今後、御社はサ高住にも自立市場を築くということでしょうか。

松本 本来、サ高住は見守りと生活相談機能のみを条件とし、入居しやすい高齢者賃貸住宅の整備を行うことが、当初の目的と理解しています。しかし、オペレーターが介護事業者しかいない現状では、全て介護住宅化せざるを得ないという、業界特有の理由がありました。

しかし、自立市場は介護報酬が得られないため、収益性だけを捉えれば介護型に流れたくなります。理念を持ち、自社が日本においてどのような役割を担うのか、担えるのか、経営層としっかり議論し、理解を深める必要があるため、市場拡大は簡単には進みません。

昨今、静かな広がりを見せるシニア分譲
その課題とは何か

自立型のもう一方、シニア分譲は市場が確立されると捉えていますか。

松本 前述したように。高齢者住宅ニーズは概ね検討時点の年齢で自然と棲み分けされていくと考えており、シニア分譲市場の確立は可能と捉えています。しかし、現状の市場を見回すと、市場全体の成長まで視野を広げた商品開発はなされておらず、各社が思いのままに商品企画を行っている段階で、課題、問題を整理できずに進んでいる印象です。

具体的には、シニア分譲で起こり得る課題や問題とは何でしょうか。

松本 まずマーケットを成長させるため、という全体感からお話しします。シニア分譲における顧客ニーズは「資産」です。マーケットが確立するためには資産目減りが低いほど、将来のニーズが高まり、逆に資産目減りが大きいほど、将来のニーズは小さくなる、という関係性が生まれることとなります。これが市場確立の核であり、本質です。

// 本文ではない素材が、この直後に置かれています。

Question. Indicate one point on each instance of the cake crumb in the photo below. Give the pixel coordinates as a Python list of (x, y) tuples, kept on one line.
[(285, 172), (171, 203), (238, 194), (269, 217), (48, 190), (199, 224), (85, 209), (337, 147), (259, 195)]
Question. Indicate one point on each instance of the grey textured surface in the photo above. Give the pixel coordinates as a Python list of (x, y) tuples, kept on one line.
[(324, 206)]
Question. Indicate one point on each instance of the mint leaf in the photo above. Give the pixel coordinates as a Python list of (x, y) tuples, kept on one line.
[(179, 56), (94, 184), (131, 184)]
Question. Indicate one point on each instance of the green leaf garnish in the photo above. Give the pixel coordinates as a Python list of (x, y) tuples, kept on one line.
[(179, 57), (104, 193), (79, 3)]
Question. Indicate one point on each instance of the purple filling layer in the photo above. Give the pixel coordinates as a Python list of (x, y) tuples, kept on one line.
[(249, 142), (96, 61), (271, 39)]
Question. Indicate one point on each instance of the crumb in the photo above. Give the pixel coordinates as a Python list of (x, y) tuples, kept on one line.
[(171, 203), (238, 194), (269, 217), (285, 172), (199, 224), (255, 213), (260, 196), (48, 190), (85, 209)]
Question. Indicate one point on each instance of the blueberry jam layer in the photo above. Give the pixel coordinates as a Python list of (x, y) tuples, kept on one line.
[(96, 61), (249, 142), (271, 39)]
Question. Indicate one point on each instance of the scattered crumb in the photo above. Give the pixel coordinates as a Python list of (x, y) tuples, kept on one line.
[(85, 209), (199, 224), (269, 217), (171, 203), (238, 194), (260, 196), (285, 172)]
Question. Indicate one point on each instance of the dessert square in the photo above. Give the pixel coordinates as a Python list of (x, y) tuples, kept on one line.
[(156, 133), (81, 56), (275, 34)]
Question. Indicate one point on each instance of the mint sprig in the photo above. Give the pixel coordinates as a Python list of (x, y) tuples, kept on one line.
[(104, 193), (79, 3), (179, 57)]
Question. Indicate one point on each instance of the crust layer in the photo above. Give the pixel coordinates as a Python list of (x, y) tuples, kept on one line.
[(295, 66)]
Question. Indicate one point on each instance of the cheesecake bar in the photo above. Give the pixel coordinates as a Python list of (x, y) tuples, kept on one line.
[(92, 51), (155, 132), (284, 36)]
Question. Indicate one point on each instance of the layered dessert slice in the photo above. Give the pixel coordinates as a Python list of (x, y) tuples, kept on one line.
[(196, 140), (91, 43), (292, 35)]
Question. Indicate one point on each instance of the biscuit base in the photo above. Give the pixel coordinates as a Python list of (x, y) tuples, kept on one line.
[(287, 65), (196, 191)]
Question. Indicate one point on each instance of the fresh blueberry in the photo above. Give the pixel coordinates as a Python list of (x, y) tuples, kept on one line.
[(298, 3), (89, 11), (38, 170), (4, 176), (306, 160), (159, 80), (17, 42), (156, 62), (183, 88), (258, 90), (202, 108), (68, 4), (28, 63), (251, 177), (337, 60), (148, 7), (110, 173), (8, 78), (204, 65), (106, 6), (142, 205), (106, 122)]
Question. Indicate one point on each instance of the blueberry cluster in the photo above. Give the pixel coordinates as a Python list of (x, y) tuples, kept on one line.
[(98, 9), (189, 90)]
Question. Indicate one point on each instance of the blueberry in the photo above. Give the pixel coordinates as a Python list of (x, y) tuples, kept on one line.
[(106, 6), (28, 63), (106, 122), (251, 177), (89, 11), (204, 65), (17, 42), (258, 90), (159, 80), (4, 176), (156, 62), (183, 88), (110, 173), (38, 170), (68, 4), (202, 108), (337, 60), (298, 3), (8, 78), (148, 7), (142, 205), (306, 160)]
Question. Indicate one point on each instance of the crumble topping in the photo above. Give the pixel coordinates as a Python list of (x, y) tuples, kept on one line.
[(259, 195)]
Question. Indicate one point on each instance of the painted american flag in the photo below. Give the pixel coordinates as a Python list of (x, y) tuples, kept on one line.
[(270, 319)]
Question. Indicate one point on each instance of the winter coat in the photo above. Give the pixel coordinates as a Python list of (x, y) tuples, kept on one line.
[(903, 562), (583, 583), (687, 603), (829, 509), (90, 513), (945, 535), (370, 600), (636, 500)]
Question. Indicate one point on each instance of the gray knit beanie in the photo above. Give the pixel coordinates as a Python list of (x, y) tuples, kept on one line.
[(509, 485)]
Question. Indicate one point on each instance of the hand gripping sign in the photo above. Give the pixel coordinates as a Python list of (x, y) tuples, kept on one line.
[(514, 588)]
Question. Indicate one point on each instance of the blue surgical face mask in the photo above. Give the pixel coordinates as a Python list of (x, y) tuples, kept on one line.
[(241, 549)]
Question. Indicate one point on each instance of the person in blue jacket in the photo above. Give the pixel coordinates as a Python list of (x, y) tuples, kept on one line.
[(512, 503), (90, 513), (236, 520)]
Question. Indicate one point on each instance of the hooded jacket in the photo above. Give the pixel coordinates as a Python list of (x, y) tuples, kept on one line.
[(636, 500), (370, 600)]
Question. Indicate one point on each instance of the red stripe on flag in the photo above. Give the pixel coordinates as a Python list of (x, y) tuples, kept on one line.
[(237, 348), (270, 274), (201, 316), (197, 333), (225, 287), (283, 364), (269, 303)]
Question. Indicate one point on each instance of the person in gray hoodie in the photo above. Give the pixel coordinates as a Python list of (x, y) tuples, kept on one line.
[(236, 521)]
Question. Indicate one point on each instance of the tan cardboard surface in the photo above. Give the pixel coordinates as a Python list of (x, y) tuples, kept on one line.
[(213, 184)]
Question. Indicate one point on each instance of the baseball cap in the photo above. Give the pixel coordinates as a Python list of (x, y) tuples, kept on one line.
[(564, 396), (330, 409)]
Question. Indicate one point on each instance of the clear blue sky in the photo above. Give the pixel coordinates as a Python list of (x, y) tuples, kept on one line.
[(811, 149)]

実は、シニア分譲は1970年代から確認できますが、このマーケットが成長しなかったのは、2点あると思っています。1つは、オペレーションが伴い、一般分譲より手間が多く、難易度も高いこと。一般的なマンションを作れば売れた人口増加時代に、マッチしなかったという理解をしています。

もう1つは、一般分譲市場より高価格、高ランニングコスト(管理費・修繕費・サービス費等)の富裕層向け商品であったため、中古市場での下落幅が極端で、資産が資産ではなくなってしまったこと。つまり、セカンダリーマーケットが築けなかったことに起因します。

そうなると、単に売るのではなく、どんなものが求められているかを考えるところから始まりますね。

松本 その通りです。先の本質を見抜いた、正しいマーケットを創ることが重要です。例えば、シニア分譲の共有部は一般分譲よりも広くなります。概ね1.2~1.3倍使い、食堂や大浴場などを併設します。しかし、一般分譲もシニア分譲も同じ土地で作れば、当然土地の購入価格は同一です。これにより、売り面積、つまり専有部が少ないシニア分譲は、自ずと高い単価設定になるという状況が生じます。共有部が多いのに、専有面積を一般分譲の例えば70㎡に設定しようとすれば、一般分譲の1.2~1.3倍の価格で売る必要が出るため、20年後のリセール時に、大幅な価格下落が起きる可能性が高まるという構図です。

地域には、新築時に超えてはいけない価格上限ラインがあります。これは、一般分譲だけでなく、シニア分譲でも同様だということを、改めて不動産事業者が認識する必要があります。

例えば、一般的なファミリー分譲で、70㎡・5000万円が相場のエリアがあるとします。これをシニア分譲で、1.3倍の70㎡・6500万円で分譲したとします。新築時は何とか売り切ったとしても、中古時の価格下落はシニア分譲の方がより大きくなります。理由は簡単です。当初の価格がマーケットの上限を超え、特殊な富裕層に高値で売ることに成功してしまったから、という要因が存在するためです。これを続ければ、シニア分譲は価格目減りが激しい資産とレッテルを貼られることになり、マーケットの拡大は望めなくなります。だからこそ各事業者が、正しいマーケットづくりを心掛けることが大事になるのです。